Looking back at my ramblings I do seem to have written a fair few regarding drinks, whether they be alcoholic or just restorative and this post seems to add to the list.

Exmouth Market

Exmouth Market near Sadlers Wells theatre and a stones throw from Mount Pleasant sorting office has for a long time been a favourite of mine, but not for historical reasons. To be honest I didn’t really know that much about it till recently. I used to be home of a lovely pie and mash shop and I’d sometimes go well out of my way to stop off for a plate of the finest, sadly it closed some time ago, but the road hosts a very good street food market, which has to be smelled to be believed and with a decent although rather unloved pub in it’s midst it was a good place to spend lunchtime or evenings.

However having recently researched the area I know a little more about it’s background and as I promised refreshments at the beginning I’m not going to get side tracked with churches or clowns (bet that’s got you wondering).

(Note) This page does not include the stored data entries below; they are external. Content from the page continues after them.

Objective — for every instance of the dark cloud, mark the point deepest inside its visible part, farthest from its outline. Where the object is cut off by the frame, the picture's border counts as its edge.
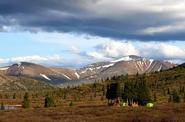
(96, 17)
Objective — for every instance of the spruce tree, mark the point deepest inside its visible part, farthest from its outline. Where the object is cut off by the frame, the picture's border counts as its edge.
(49, 102)
(2, 106)
(26, 102)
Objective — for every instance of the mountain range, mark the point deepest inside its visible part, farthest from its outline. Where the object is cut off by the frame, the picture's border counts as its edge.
(63, 77)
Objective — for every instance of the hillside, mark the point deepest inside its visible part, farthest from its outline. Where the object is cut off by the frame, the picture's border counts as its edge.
(62, 77)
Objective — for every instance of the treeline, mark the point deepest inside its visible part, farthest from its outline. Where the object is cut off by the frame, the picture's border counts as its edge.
(129, 91)
(164, 86)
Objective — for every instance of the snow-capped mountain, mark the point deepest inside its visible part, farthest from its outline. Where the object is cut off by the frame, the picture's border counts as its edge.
(126, 65)
(60, 76)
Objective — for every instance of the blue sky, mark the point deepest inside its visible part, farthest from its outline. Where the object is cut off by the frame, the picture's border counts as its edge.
(76, 32)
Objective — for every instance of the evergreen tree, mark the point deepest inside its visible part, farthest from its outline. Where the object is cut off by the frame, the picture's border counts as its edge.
(71, 103)
(14, 96)
(2, 106)
(155, 97)
(176, 97)
(26, 102)
(49, 102)
(112, 92)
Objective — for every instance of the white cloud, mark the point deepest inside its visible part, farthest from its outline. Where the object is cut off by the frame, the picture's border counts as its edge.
(116, 49)
(48, 60)
(160, 51)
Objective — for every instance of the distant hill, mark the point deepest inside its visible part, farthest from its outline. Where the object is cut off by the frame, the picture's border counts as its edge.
(63, 77)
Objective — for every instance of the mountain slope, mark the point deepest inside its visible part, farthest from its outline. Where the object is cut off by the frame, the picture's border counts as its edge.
(64, 77)
(36, 71)
(126, 65)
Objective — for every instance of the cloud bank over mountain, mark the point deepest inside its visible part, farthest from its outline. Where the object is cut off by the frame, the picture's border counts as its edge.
(144, 20)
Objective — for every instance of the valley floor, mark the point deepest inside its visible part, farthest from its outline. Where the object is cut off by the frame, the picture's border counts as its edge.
(97, 113)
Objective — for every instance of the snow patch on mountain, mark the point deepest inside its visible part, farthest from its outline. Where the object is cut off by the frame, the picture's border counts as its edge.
(77, 75)
(109, 65)
(127, 58)
(44, 76)
(66, 76)
(4, 68)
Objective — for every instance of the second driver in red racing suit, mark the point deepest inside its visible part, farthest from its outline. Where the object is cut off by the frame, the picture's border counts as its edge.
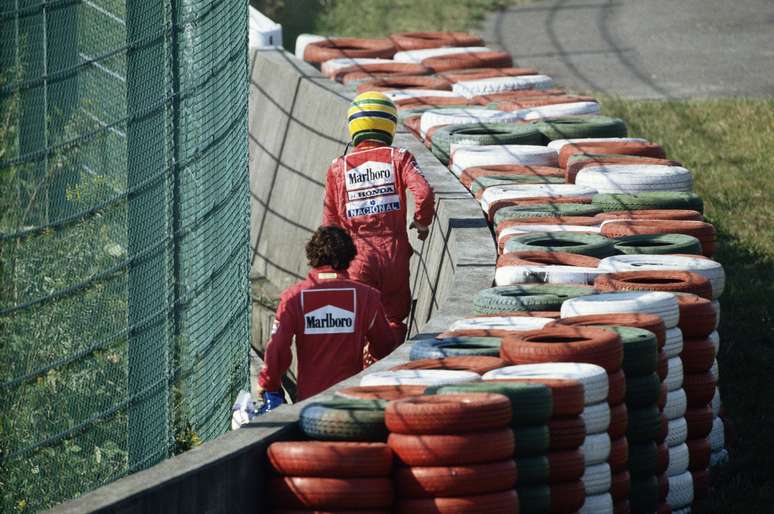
(365, 193)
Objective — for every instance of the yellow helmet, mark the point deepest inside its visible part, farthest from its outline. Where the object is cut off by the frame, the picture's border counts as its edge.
(372, 116)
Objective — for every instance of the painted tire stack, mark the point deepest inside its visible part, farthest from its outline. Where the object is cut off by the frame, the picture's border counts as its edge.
(331, 476)
(596, 447)
(548, 481)
(624, 220)
(454, 454)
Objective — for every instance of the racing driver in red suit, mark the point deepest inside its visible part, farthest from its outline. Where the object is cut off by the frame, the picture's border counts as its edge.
(330, 316)
(365, 193)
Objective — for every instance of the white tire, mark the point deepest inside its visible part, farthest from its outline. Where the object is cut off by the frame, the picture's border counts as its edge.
(678, 432)
(558, 144)
(635, 178)
(649, 302)
(673, 346)
(718, 457)
(486, 155)
(417, 56)
(471, 88)
(680, 490)
(674, 379)
(598, 504)
(708, 268)
(679, 458)
(458, 115)
(428, 377)
(596, 417)
(517, 191)
(596, 448)
(508, 275)
(597, 479)
(717, 436)
(514, 323)
(333, 66)
(551, 112)
(716, 403)
(303, 40)
(593, 377)
(676, 405)
(714, 338)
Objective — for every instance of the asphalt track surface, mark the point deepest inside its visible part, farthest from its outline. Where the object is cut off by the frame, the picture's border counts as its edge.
(644, 48)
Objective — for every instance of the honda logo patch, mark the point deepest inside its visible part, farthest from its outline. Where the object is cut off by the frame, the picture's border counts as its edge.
(328, 311)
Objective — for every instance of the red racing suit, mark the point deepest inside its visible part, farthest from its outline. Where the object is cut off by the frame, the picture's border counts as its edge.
(365, 193)
(331, 317)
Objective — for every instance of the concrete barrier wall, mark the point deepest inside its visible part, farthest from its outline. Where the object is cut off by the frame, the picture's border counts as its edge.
(296, 128)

In 1898 a rather novel centerpiece stood in the market in the shape of a large iron lamp installed by the Pluto Hot Water Syndicate Ltd. (Great name) and this caused quiet a stir with the good citizens of Clerkenwell, for it did not only dispense light. The picture below shows a fine body of Gentlemen who presumably ran the company at the inauguration of the lamp


It was actually a gas lamp cum vending machine. Feed it with a halfpenny and this miracle of the modern age would dispense you a cup of tea, coffee or cocoa, or a quart of boiling water. Before the age of disposable cups, users would take one of the two tin mugs that were attached to the machine by chains, judging by the picture not very long chains, so that were two people using it at the same time it must have been rather cosy. I noticed that there is a lady present in the photograph, whether she was one of the great and good or used to show that the machine was so easy to operate that even a woman could do it we’ll never know.

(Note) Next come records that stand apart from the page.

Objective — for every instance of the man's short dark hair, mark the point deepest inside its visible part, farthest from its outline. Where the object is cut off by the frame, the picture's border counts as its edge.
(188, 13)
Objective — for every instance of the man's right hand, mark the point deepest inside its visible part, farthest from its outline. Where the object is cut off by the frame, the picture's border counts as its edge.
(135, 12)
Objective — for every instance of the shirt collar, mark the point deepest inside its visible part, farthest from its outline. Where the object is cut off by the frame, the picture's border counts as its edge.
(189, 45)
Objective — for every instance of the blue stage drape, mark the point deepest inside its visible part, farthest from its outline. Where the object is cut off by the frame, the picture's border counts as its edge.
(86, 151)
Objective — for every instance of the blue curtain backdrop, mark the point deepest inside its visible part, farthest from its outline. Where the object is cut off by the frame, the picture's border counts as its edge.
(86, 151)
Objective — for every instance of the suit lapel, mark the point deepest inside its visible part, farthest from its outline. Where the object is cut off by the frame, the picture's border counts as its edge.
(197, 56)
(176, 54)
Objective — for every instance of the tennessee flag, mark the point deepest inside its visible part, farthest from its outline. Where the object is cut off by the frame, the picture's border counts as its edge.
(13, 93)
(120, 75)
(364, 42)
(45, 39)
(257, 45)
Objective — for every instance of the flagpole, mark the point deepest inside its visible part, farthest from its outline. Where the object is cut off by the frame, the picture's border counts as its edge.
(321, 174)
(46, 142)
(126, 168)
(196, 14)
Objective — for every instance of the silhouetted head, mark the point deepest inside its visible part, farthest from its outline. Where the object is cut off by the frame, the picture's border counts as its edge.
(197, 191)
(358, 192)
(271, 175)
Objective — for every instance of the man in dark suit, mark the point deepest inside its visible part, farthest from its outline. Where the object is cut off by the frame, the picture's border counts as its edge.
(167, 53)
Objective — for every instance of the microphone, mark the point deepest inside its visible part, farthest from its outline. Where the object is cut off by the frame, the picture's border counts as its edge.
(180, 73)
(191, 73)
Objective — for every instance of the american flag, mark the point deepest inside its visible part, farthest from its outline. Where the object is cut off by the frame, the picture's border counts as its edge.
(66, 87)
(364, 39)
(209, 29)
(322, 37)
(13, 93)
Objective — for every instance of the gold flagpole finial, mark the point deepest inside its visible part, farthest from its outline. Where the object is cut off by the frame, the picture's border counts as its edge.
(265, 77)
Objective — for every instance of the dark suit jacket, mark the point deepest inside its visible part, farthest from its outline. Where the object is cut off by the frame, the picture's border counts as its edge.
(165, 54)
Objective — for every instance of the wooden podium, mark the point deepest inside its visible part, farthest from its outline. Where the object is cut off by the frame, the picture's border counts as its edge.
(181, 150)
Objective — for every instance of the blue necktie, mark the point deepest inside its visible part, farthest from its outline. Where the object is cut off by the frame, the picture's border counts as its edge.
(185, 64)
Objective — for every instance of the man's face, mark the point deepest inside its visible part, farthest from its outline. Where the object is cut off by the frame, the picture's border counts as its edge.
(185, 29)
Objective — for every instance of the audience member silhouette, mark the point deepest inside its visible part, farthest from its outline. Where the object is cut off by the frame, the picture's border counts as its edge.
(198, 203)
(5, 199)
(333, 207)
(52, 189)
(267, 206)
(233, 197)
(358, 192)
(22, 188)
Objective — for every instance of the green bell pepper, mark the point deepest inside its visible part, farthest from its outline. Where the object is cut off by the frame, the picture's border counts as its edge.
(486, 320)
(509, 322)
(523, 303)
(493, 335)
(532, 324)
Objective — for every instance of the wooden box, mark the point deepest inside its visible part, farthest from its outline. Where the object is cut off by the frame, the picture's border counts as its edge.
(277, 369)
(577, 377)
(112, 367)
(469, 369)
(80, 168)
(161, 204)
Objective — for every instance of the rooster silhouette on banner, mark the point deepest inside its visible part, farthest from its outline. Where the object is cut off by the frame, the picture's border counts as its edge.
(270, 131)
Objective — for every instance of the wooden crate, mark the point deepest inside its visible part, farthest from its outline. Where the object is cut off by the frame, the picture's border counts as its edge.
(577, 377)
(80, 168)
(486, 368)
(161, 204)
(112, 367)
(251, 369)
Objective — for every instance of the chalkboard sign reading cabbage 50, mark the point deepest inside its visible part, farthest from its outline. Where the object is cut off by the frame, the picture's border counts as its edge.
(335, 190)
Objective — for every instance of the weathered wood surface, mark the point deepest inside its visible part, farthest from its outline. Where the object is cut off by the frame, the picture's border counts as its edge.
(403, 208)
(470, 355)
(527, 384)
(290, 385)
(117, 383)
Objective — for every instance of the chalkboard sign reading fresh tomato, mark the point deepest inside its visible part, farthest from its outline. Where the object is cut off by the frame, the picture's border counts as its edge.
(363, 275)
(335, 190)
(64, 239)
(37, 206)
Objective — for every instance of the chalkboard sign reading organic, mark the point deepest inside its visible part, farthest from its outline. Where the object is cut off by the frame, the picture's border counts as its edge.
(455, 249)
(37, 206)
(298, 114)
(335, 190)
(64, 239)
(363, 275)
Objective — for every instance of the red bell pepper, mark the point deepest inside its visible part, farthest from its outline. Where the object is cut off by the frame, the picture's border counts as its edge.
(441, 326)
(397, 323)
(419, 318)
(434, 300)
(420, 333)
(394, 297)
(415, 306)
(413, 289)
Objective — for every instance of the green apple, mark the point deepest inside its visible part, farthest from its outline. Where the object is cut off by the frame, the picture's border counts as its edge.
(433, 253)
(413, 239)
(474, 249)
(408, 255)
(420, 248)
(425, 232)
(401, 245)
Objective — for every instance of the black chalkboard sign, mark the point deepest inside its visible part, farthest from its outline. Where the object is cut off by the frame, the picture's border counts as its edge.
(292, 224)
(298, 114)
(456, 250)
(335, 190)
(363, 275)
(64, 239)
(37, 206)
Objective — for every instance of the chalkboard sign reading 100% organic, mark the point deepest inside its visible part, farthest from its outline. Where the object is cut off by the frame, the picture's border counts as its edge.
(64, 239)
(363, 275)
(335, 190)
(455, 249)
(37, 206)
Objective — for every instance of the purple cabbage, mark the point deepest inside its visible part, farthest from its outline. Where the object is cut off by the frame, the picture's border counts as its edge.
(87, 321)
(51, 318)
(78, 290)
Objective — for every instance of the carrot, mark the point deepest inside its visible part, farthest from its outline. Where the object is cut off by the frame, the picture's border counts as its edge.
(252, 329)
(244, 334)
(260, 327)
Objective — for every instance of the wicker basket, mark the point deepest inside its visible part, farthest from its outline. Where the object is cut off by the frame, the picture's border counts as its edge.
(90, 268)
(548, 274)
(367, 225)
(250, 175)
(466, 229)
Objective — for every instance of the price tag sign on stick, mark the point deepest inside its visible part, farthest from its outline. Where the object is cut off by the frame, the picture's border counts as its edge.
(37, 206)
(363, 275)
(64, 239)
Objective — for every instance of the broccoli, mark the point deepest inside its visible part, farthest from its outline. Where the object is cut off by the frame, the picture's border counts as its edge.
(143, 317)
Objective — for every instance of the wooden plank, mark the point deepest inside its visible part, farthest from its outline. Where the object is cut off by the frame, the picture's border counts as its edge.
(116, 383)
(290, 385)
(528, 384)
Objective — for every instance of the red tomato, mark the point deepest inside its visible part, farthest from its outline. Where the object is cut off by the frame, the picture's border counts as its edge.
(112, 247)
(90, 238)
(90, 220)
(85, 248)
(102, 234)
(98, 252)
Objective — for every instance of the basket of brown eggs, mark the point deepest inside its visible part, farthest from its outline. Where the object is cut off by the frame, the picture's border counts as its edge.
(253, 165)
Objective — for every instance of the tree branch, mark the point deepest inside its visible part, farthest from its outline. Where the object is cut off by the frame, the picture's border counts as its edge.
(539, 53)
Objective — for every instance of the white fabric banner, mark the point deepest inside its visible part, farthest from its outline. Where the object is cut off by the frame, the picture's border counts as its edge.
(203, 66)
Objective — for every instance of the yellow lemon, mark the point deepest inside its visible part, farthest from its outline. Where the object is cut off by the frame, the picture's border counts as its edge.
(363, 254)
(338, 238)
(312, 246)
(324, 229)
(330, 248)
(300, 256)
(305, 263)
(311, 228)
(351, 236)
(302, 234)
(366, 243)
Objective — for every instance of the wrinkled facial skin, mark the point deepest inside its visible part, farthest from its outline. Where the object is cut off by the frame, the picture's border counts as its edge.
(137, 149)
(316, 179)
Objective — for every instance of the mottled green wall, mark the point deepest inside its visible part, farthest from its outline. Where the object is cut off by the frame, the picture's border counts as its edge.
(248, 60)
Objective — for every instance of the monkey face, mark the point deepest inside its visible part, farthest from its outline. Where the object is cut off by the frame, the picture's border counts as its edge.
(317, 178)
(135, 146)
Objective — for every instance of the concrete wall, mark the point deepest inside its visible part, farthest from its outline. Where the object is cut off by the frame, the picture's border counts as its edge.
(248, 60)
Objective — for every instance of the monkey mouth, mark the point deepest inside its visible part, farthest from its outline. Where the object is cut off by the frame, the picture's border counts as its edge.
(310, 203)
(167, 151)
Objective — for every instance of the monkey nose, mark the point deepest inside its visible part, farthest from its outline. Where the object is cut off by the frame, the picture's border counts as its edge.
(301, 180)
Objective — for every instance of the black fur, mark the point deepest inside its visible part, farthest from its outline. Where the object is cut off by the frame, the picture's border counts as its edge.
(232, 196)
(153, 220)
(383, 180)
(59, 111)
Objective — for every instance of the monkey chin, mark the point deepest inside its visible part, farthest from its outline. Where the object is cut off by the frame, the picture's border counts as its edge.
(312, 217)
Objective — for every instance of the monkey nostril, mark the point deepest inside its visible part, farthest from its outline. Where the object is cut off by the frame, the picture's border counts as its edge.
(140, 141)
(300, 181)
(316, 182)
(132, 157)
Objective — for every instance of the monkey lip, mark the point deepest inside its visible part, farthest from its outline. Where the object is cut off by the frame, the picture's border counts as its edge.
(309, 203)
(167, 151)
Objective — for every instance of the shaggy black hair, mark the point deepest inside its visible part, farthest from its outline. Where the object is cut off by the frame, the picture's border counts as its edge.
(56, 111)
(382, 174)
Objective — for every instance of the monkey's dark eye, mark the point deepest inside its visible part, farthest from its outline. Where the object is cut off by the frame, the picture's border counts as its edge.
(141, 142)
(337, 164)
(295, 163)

It appeared to initially be a success, probably due to it’s novelty value and the company’s marketing department began to roll out other offerings, so that within a month or so of it’s inauguration it could also dispense Beef Tea, cigarettes and even postcards. But to top it all a small telegraph terminal was added that had a direct line to Scotland Yard, so that should you wish to report a crime while having a cuppa you could.


Gradually the novelty wore off and the machine struggled to be profitable, in no small part because some enterprising person seems to have started fashioning pieces of lead that mirrored the weight and size of the halfpenny and a vast percentage of the coin box was taken up with these every time it was emptied. Within six months the writing was on the wall and the machine limped through to the end of 1898 before being dismantled and removed. What ever happened to the company that installed it I’ve yet to find out.